Despite those things, there were two things that actively pushed me out of the classroom. First, the workload: The days I pulled into the lot before sunrise and left after the sunset, the nearly constant string of (as a colleague called them) Sunday-no-fun-days spent grading papers, and the lunches spent in my classroom wolfing down a sandwich with one hand while another clacked on my keyboard—none of which ever seemed to stem the endless papers in need of grading, emails in need of answering, and lessons in need of planning.
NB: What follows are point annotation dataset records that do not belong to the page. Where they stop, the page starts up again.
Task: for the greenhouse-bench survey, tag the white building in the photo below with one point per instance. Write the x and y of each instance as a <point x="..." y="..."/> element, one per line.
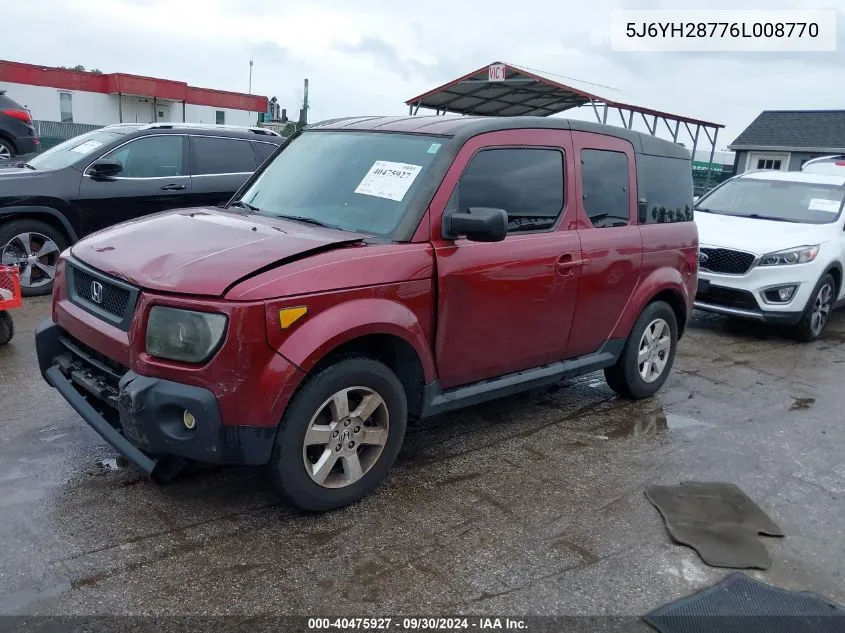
<point x="70" y="96"/>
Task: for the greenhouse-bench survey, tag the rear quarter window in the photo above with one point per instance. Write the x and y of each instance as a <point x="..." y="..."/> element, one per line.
<point x="666" y="186"/>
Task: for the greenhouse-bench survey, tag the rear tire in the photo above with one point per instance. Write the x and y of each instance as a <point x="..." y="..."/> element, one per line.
<point x="7" y="152"/>
<point x="648" y="355"/>
<point x="814" y="320"/>
<point x="7" y="327"/>
<point x="18" y="239"/>
<point x="339" y="436"/>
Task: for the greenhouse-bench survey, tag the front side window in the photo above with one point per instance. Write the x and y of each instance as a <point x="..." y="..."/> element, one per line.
<point x="526" y="183"/>
<point x="221" y="156"/>
<point x="67" y="153"/>
<point x="151" y="157"/>
<point x="604" y="183"/>
<point x="354" y="181"/>
<point x="783" y="200"/>
<point x="66" y="107"/>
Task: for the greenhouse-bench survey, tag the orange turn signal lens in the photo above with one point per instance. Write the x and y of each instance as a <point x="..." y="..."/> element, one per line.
<point x="289" y="316"/>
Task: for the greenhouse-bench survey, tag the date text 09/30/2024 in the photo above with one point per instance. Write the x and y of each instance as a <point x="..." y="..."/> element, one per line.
<point x="416" y="624"/>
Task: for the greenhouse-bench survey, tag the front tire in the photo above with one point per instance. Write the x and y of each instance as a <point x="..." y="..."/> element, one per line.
<point x="339" y="436"/>
<point x="7" y="327"/>
<point x="34" y="247"/>
<point x="814" y="320"/>
<point x="649" y="353"/>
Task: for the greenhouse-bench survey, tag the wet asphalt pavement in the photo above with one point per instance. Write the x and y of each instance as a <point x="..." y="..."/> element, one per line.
<point x="529" y="505"/>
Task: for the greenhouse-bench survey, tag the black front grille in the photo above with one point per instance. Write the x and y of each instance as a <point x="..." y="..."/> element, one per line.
<point x="113" y="299"/>
<point x="722" y="260"/>
<point x="110" y="299"/>
<point x="718" y="295"/>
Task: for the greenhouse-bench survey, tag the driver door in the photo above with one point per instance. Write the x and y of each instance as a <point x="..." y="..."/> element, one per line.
<point x="154" y="178"/>
<point x="507" y="306"/>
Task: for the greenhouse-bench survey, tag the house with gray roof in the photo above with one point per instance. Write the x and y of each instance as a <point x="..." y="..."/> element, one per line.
<point x="785" y="139"/>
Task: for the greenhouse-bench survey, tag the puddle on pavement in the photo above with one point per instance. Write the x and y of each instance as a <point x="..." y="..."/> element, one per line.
<point x="655" y="423"/>
<point x="112" y="464"/>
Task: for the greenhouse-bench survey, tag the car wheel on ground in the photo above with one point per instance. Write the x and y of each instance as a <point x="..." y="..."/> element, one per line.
<point x="340" y="435"/>
<point x="814" y="320"/>
<point x="34" y="247"/>
<point x="648" y="355"/>
<point x="6" y="150"/>
<point x="7" y="327"/>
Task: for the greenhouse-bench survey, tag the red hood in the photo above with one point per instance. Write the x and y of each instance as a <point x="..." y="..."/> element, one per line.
<point x="201" y="251"/>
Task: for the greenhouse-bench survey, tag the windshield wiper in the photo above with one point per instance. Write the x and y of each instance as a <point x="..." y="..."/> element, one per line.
<point x="240" y="204"/>
<point x="757" y="216"/>
<point x="305" y="220"/>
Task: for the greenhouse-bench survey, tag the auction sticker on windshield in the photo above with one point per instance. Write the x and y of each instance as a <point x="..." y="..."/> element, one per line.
<point x="823" y="204"/>
<point x="389" y="180"/>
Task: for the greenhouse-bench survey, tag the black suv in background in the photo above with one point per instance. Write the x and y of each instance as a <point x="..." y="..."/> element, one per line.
<point x="114" y="174"/>
<point x="17" y="136"/>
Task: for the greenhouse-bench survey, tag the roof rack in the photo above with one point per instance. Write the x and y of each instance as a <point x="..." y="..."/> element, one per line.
<point x="210" y="126"/>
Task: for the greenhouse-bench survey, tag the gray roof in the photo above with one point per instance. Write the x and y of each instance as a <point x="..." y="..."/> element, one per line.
<point x="810" y="130"/>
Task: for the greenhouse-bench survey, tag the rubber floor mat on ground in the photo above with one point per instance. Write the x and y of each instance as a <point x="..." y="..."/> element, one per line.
<point x="718" y="520"/>
<point x="740" y="604"/>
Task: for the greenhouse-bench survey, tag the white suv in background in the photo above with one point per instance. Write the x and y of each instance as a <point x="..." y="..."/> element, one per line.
<point x="772" y="246"/>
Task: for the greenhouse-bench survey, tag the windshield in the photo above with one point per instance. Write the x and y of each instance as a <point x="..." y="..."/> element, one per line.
<point x="354" y="181"/>
<point x="69" y="152"/>
<point x="787" y="201"/>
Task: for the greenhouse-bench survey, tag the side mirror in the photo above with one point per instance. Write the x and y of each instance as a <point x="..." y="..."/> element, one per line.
<point x="479" y="224"/>
<point x="105" y="167"/>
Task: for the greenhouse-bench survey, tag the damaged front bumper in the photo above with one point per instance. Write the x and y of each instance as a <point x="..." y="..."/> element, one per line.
<point x="142" y="417"/>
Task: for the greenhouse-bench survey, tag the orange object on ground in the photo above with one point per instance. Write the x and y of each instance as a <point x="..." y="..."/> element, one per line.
<point x="10" y="288"/>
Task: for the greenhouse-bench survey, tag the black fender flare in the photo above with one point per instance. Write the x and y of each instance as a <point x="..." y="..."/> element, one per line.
<point x="72" y="235"/>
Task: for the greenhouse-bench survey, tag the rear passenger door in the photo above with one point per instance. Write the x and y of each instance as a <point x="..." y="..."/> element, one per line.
<point x="219" y="166"/>
<point x="610" y="238"/>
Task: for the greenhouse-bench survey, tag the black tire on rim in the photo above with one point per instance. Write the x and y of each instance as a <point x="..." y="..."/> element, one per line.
<point x="7" y="152"/>
<point x="34" y="246"/>
<point x="339" y="436"/>
<point x="814" y="320"/>
<point x="7" y="327"/>
<point x="649" y="353"/>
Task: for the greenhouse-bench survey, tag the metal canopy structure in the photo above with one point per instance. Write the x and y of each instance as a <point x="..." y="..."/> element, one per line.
<point x="501" y="89"/>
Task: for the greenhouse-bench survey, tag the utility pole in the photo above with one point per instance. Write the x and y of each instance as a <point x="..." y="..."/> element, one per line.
<point x="250" y="74"/>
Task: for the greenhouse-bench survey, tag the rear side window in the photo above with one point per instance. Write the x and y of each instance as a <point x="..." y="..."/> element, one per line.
<point x="666" y="186"/>
<point x="263" y="151"/>
<point x="527" y="183"/>
<point x="211" y="155"/>
<point x="604" y="183"/>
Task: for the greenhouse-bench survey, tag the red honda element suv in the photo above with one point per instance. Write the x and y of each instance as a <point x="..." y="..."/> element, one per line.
<point x="375" y="271"/>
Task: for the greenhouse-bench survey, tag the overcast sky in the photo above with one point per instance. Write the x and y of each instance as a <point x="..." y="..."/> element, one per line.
<point x="368" y="57"/>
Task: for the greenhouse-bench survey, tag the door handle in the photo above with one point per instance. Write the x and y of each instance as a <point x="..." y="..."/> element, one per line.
<point x="566" y="263"/>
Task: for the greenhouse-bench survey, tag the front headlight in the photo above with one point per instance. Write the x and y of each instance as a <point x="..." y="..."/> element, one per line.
<point x="183" y="335"/>
<point x="798" y="255"/>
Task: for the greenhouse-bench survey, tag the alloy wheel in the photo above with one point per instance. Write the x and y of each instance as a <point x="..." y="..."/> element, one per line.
<point x="345" y="437"/>
<point x="653" y="351"/>
<point x="821" y="308"/>
<point x="35" y="254"/>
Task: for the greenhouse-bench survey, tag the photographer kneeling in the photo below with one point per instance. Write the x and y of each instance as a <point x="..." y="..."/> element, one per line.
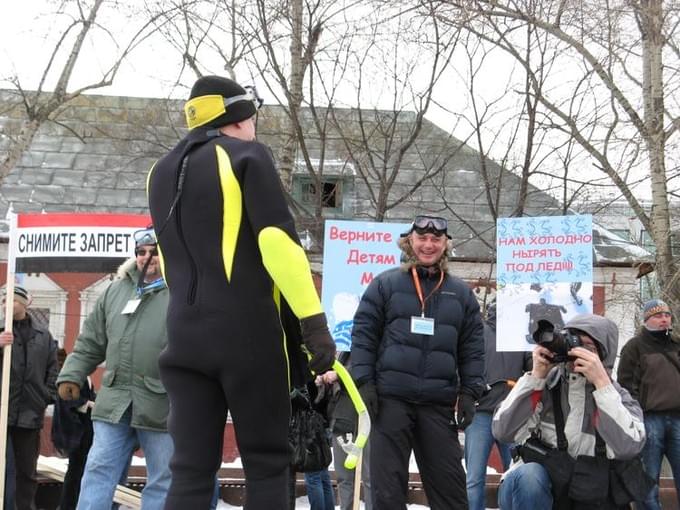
<point x="579" y="433"/>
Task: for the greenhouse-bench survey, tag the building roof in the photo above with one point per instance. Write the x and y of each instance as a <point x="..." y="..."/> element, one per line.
<point x="96" y="155"/>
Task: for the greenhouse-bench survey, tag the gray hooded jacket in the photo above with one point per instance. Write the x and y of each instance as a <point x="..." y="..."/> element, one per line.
<point x="609" y="410"/>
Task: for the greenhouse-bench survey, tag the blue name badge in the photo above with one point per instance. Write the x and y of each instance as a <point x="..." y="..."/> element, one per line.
<point x="422" y="326"/>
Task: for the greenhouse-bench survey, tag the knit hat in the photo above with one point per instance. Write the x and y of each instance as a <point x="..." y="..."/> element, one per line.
<point x="652" y="307"/>
<point x="21" y="295"/>
<point x="209" y="103"/>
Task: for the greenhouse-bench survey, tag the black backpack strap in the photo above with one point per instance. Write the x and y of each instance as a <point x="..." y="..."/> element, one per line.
<point x="600" y="446"/>
<point x="562" y="443"/>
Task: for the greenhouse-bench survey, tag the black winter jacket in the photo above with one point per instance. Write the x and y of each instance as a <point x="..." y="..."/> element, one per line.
<point x="646" y="371"/>
<point x="413" y="367"/>
<point x="33" y="374"/>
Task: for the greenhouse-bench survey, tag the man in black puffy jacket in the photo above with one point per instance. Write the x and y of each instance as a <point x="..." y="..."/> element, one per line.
<point x="417" y="346"/>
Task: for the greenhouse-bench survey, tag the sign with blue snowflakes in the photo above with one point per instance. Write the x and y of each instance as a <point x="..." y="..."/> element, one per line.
<point x="544" y="272"/>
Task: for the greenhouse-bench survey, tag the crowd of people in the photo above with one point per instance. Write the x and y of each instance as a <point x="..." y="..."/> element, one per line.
<point x="218" y="312"/>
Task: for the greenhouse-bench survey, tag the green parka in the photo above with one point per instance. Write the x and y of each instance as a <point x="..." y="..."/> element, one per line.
<point x="130" y="345"/>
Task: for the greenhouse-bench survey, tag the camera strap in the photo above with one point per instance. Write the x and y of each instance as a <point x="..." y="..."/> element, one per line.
<point x="562" y="443"/>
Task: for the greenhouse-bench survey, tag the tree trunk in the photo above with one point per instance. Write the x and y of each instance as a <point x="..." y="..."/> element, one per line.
<point x="17" y="149"/>
<point x="651" y="23"/>
<point x="297" y="73"/>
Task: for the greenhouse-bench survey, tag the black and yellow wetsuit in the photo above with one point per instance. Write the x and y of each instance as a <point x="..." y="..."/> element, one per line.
<point x="229" y="251"/>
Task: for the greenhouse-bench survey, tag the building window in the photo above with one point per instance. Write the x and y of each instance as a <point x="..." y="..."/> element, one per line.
<point x="331" y="195"/>
<point x="306" y="191"/>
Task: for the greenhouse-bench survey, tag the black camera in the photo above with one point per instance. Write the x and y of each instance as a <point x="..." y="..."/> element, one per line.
<point x="557" y="342"/>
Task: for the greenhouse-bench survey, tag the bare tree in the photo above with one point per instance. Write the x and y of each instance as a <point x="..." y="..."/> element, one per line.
<point x="400" y="63"/>
<point x="204" y="32"/>
<point x="42" y="105"/>
<point x="609" y="93"/>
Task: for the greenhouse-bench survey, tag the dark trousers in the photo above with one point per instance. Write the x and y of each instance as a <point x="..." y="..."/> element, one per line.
<point x="26" y="447"/>
<point x="76" y="466"/>
<point x="428" y="430"/>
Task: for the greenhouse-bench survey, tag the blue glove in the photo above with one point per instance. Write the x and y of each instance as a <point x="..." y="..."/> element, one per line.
<point x="465" y="410"/>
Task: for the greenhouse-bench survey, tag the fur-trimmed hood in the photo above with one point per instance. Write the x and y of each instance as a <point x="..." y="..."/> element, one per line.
<point x="603" y="331"/>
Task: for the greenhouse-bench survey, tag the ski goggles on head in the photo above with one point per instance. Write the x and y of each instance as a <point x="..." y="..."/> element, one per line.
<point x="144" y="236"/>
<point x="436" y="225"/>
<point x="203" y="109"/>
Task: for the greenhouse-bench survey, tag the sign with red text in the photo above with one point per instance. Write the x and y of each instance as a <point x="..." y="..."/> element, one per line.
<point x="73" y="242"/>
<point x="354" y="252"/>
<point x="544" y="273"/>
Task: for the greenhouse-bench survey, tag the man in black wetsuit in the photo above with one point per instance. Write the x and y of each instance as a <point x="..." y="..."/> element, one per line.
<point x="237" y="276"/>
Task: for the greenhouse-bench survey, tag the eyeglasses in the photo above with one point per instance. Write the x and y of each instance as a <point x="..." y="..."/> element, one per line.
<point x="141" y="252"/>
<point x="144" y="236"/>
<point x="430" y="223"/>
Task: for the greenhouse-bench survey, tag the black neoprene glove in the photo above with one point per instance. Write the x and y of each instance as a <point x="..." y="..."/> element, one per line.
<point x="370" y="397"/>
<point x="465" y="410"/>
<point x="319" y="342"/>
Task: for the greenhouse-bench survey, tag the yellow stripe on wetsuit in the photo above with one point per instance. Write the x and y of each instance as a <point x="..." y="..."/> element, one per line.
<point x="287" y="264"/>
<point x="231" y="209"/>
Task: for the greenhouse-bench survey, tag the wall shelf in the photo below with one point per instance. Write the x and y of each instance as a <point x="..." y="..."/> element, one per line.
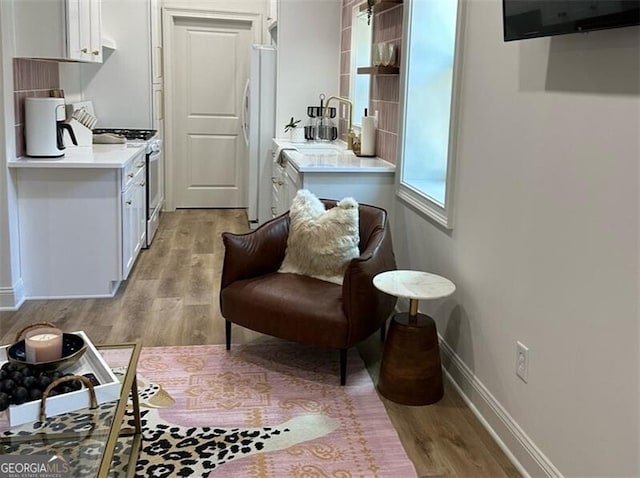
<point x="381" y="5"/>
<point x="378" y="70"/>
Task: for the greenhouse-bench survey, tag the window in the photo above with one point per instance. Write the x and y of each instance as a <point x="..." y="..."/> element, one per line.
<point x="360" y="56"/>
<point x="428" y="125"/>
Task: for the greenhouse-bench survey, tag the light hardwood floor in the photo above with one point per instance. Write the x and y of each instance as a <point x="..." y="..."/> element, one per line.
<point x="171" y="298"/>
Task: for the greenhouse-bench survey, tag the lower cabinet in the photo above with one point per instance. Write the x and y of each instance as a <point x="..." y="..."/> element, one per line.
<point x="133" y="220"/>
<point x="367" y="187"/>
<point x="81" y="229"/>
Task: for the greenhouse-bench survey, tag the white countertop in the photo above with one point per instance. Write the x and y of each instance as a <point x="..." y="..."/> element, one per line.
<point x="330" y="158"/>
<point x="96" y="156"/>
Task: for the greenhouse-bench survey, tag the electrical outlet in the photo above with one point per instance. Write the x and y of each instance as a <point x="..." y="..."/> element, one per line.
<point x="522" y="361"/>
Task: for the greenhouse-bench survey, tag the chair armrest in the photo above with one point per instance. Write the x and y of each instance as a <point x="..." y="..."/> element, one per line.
<point x="255" y="253"/>
<point x="365" y="306"/>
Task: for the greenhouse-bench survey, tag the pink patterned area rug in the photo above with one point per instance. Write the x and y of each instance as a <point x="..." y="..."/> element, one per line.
<point x="271" y="410"/>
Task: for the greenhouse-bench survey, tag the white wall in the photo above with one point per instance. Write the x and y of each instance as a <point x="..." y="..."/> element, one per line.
<point x="11" y="292"/>
<point x="545" y="245"/>
<point x="308" y="56"/>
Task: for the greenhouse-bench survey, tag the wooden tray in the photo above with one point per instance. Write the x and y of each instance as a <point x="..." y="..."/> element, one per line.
<point x="91" y="362"/>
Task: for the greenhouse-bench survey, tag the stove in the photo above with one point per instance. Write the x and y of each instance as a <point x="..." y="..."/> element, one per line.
<point x="154" y="180"/>
<point x="130" y="134"/>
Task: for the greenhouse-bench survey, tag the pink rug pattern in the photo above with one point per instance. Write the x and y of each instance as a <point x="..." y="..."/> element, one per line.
<point x="327" y="430"/>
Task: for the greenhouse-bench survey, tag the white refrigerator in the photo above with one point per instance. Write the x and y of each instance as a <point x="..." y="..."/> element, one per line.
<point x="259" y="129"/>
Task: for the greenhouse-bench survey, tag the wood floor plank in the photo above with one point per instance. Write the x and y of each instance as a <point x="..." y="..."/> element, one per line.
<point x="171" y="298"/>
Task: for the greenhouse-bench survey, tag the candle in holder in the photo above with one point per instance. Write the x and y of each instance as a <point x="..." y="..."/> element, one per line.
<point x="43" y="345"/>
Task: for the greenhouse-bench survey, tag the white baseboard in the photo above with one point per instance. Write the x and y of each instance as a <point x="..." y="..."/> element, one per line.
<point x="519" y="448"/>
<point x="11" y="298"/>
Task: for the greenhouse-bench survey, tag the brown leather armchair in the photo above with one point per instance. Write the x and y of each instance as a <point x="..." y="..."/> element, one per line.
<point x="300" y="308"/>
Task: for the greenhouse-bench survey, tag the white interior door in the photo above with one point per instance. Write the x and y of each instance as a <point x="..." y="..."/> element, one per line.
<point x="210" y="59"/>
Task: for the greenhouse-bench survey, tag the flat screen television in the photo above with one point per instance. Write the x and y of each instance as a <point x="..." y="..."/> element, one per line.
<point x="538" y="18"/>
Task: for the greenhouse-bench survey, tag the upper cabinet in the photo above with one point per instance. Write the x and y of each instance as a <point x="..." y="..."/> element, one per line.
<point x="66" y="29"/>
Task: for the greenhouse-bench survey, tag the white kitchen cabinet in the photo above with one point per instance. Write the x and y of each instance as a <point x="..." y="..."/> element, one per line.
<point x="368" y="185"/>
<point x="79" y="237"/>
<point x="66" y="29"/>
<point x="134" y="227"/>
<point x="286" y="181"/>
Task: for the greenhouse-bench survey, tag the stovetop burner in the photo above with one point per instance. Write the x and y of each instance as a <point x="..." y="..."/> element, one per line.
<point x="130" y="134"/>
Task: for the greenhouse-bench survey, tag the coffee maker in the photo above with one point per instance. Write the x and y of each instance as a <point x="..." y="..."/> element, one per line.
<point x="44" y="125"/>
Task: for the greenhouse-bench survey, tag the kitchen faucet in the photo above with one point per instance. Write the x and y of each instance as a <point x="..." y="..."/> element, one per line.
<point x="350" y="134"/>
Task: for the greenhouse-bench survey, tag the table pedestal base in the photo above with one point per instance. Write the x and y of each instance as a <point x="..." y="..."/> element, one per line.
<point x="410" y="371"/>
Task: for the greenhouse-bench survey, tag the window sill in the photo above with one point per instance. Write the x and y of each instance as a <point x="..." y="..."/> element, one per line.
<point x="425" y="206"/>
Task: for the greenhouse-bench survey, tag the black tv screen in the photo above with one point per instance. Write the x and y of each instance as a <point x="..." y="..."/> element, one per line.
<point x="539" y="18"/>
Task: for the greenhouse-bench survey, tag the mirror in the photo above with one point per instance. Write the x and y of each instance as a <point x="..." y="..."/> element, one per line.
<point x="361" y="35"/>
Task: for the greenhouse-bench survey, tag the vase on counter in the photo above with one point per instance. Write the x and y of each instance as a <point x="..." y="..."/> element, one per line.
<point x="297" y="135"/>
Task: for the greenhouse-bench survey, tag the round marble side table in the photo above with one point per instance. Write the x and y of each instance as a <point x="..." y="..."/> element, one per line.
<point x="410" y="370"/>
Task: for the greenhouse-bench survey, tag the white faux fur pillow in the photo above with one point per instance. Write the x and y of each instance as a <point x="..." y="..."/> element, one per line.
<point x="321" y="242"/>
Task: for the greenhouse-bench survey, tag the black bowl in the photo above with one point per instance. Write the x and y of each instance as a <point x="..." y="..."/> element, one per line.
<point x="73" y="346"/>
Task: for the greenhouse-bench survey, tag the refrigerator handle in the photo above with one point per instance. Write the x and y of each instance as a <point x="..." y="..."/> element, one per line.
<point x="245" y="113"/>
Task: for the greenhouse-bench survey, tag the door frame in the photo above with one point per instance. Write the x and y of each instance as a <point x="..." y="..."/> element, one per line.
<point x="169" y="17"/>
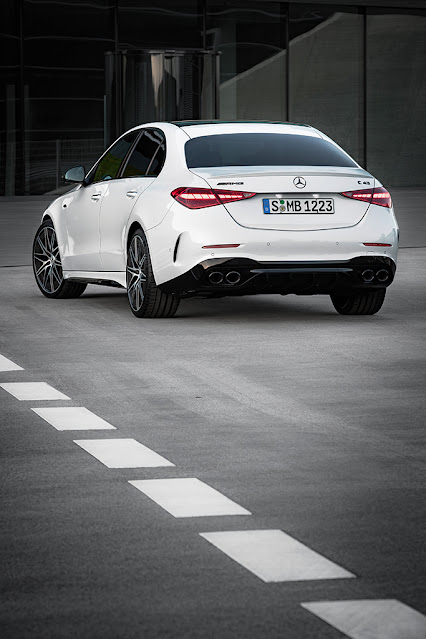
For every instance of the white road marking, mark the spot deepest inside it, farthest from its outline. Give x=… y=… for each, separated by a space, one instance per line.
x=8 y=365
x=371 y=619
x=33 y=391
x=274 y=556
x=73 y=418
x=188 y=497
x=122 y=453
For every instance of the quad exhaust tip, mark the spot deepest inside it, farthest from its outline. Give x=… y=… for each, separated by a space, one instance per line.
x=367 y=275
x=232 y=277
x=216 y=277
x=382 y=275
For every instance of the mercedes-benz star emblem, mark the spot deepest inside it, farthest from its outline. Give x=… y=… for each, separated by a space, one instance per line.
x=299 y=182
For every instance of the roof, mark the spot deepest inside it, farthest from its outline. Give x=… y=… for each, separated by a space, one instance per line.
x=181 y=123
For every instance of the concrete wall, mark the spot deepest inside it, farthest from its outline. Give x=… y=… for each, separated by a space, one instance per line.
x=326 y=90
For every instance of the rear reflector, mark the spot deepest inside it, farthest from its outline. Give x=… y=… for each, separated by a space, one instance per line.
x=198 y=198
x=379 y=196
x=221 y=246
x=375 y=244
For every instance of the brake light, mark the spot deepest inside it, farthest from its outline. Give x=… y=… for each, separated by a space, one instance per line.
x=199 y=198
x=375 y=244
x=379 y=196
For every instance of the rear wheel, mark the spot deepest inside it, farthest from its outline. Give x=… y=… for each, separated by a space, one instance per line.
x=359 y=303
x=47 y=265
x=145 y=298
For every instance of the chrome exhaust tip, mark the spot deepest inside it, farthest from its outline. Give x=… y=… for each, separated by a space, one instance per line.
x=216 y=277
x=382 y=275
x=233 y=277
x=367 y=275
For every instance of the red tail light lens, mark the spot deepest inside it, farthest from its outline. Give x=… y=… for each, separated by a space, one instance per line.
x=197 y=198
x=378 y=196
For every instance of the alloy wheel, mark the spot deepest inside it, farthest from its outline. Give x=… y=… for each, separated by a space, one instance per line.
x=47 y=261
x=136 y=273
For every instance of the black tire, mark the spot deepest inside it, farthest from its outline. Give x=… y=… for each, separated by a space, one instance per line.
x=359 y=303
x=47 y=265
x=145 y=298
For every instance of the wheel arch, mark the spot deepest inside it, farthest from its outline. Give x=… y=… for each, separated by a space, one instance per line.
x=132 y=228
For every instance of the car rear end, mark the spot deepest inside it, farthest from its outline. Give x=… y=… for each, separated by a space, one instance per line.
x=281 y=209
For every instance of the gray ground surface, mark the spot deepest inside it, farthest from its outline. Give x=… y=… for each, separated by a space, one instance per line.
x=311 y=420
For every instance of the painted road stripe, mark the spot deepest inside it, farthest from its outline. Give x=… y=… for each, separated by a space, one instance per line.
x=122 y=453
x=30 y=391
x=188 y=497
x=8 y=365
x=369 y=619
x=73 y=418
x=274 y=556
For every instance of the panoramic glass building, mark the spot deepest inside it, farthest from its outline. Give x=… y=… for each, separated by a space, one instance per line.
x=77 y=73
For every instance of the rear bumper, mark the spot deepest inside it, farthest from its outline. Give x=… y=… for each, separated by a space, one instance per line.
x=243 y=276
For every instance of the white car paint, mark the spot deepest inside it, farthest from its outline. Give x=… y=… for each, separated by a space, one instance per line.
x=93 y=236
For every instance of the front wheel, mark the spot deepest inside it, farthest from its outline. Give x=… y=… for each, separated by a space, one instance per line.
x=145 y=298
x=359 y=303
x=47 y=265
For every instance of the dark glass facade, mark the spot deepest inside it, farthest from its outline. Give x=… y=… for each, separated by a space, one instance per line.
x=355 y=70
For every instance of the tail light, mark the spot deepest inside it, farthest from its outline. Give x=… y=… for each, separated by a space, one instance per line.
x=379 y=196
x=198 y=198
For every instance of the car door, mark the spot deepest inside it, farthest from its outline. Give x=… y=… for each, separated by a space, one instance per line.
x=83 y=209
x=138 y=173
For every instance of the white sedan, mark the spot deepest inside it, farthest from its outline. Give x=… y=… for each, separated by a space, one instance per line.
x=180 y=209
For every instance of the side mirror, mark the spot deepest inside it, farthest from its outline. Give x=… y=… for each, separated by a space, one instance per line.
x=76 y=174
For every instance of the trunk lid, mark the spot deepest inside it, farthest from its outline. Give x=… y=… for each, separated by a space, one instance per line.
x=279 y=184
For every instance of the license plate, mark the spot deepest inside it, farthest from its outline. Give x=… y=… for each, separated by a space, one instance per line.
x=291 y=206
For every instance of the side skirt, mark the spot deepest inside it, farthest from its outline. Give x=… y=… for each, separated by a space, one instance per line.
x=104 y=278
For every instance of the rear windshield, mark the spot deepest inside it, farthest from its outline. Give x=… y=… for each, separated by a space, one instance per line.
x=263 y=149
Second was the fact that despite all of this work, my students never grew as much as I hoped they would, especially when it came to writing. I didn’t know it at the time, but the stagnation in writing growth I witnessed in my own students mirrored national trends, where according to the NAEP Nation’s Report Cards, writing growth has largely stagnated for the last 25 years at the terrifying level of nearly three-quarters of students graduating 8th and 12th grade without being proficient in writing.
This site exists because I ultimately realized that I didn’t want to leave teaching, but I also didn’t want to spend my nights and weekends hunched over papers that weren’t leading to much student growth. After returning to the classroom the second time, I began to research and write about the questions that kept me up at night: Can writing teachers carry their heavy load of papers without sacrificing nights and weekends? Are there ways to improve student writing faster that don’t put more on a teacher’s plate? How can we be more equitable and responsive to increase the impact of our writing instruction? And is there a way to find balance and better outcomes simultaneously?
That process is in its 10th year, and the answers I’ve found are on this site and in my blog posts, articles, books, and professional development. My hope is that these can help you to be a better writing teacher and a better parent, partner, friend, and family member to all those in your life.